After years, the Residence Hall at Brooklyn College has finally shut its doors. According to a former RA, the building at 1 Kenilworth Place stopped operating toward the end of July.
Though the building continued housing students after Brooklyn College’s campus closed, numbers dwindled significantly as many students moved back to their parents’ homes. Because the fate of the fall semester went unannounced for most of the summer, potential residents like freshman or transfer students were also not making definitive move-in plans.
For many, the residence hall’s quiet shutdown seems to deny its infamous reputation. Known across Brooklyn College’s campus for dirty conditions, floods, and a hostile environment, RHBC has attracted unwelcome attention for years. In May 2019, both the Kingsman and Excelsior newspapers reported on grimy conditions and reports of sexual harassment by employees at the dorms. The articles followed YouTube videos and a short film about the residence hall released by BC film student Chris Omar. Over the 2019 fall semester, The Vanguard repeatedly reported on floods at the dorms.
Joann Johnson, the former bookkeeper at the residence hall, said that the owner didn’t share with her why RHBC is closing, or if the building would be sold.
“I guess [it closed] because of COVID,” Johnson said. “I’m not sure.”
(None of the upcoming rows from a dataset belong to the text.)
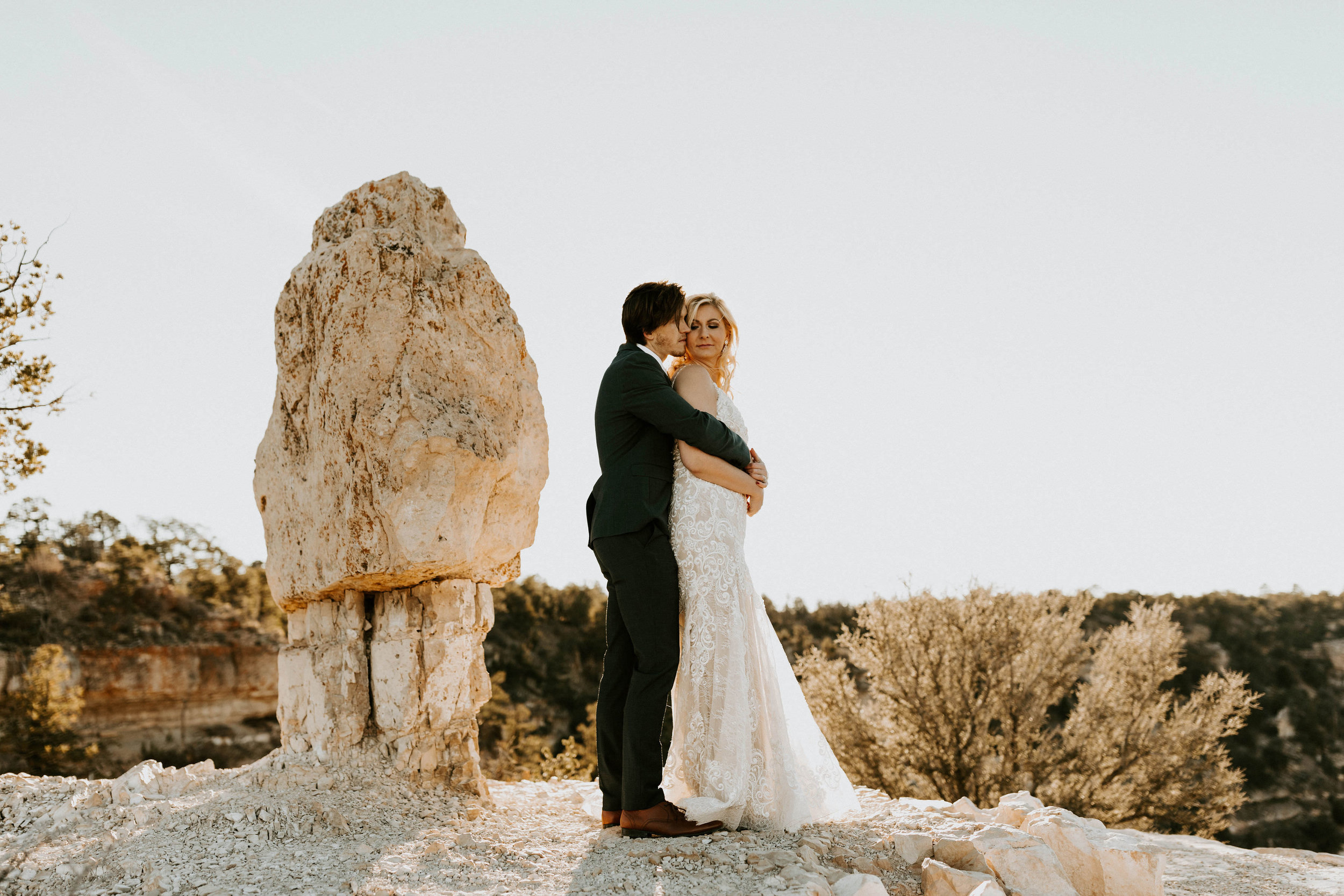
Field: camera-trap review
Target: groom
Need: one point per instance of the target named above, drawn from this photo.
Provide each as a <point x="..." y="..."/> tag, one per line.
<point x="638" y="418"/>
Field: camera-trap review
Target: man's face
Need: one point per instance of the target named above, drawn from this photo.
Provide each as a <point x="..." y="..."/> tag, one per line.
<point x="668" y="339"/>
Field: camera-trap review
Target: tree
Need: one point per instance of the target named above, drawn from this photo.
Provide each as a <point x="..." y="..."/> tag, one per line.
<point x="37" y="720"/>
<point x="991" y="693"/>
<point x="1133" y="754"/>
<point x="23" y="378"/>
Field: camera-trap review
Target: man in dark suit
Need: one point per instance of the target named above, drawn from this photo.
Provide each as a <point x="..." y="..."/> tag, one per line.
<point x="639" y="417"/>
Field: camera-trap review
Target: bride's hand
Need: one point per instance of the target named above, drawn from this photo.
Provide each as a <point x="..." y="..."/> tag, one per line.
<point x="756" y="500"/>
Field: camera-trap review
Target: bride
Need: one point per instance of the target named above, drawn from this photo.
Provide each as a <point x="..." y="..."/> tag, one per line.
<point x="745" y="747"/>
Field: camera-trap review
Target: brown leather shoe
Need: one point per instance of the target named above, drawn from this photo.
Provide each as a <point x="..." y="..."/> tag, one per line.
<point x="664" y="820"/>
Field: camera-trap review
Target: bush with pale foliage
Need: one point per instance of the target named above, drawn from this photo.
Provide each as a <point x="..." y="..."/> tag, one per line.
<point x="990" y="693"/>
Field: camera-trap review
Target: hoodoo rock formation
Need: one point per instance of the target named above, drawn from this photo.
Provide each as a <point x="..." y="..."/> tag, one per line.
<point x="397" y="481"/>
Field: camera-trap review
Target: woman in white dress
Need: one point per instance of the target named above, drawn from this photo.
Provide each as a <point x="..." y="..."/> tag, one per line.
<point x="745" y="747"/>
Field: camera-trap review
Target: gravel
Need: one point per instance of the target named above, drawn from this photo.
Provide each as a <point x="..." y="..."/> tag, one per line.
<point x="289" y="827"/>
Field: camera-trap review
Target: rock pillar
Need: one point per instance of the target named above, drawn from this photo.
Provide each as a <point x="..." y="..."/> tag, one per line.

All she knew was that it was shutting down.
“The residence hall is not opening back up,” she said. “It’s closed; it’s locked.”
In May, Brooklyn College let its advertising contract with the building expire.
“Brooklyn College is unable to provide any assistance to students interested or residing in the building,” Ron Jackson, Vice President of Student Affairs, wrote in an email on May 22nd. “Brooklyn College has no involvement in the management or operation of the facility.”
The school’s conspicuous attempt to dissociate itself with RHBC came as the result of public complaints from students following the newspaper reports and Omar’s short film. Omar, who graduated in Spring 2020, is sure that RHBC’s closure is the latent result of generated publicity.
“I knew once we released the documentary — and the media attention surrounding it — they could no longer carry on their money-grabbing practice of exploiting Brooklyn College students,” Omar said. “While I wish this had happened years ago, I am glad they are finally out of business. All in all, I’m glad no one can be exploited further by RHBC.”
The owner of RHBC, Sefi Zvieli, declined to comment.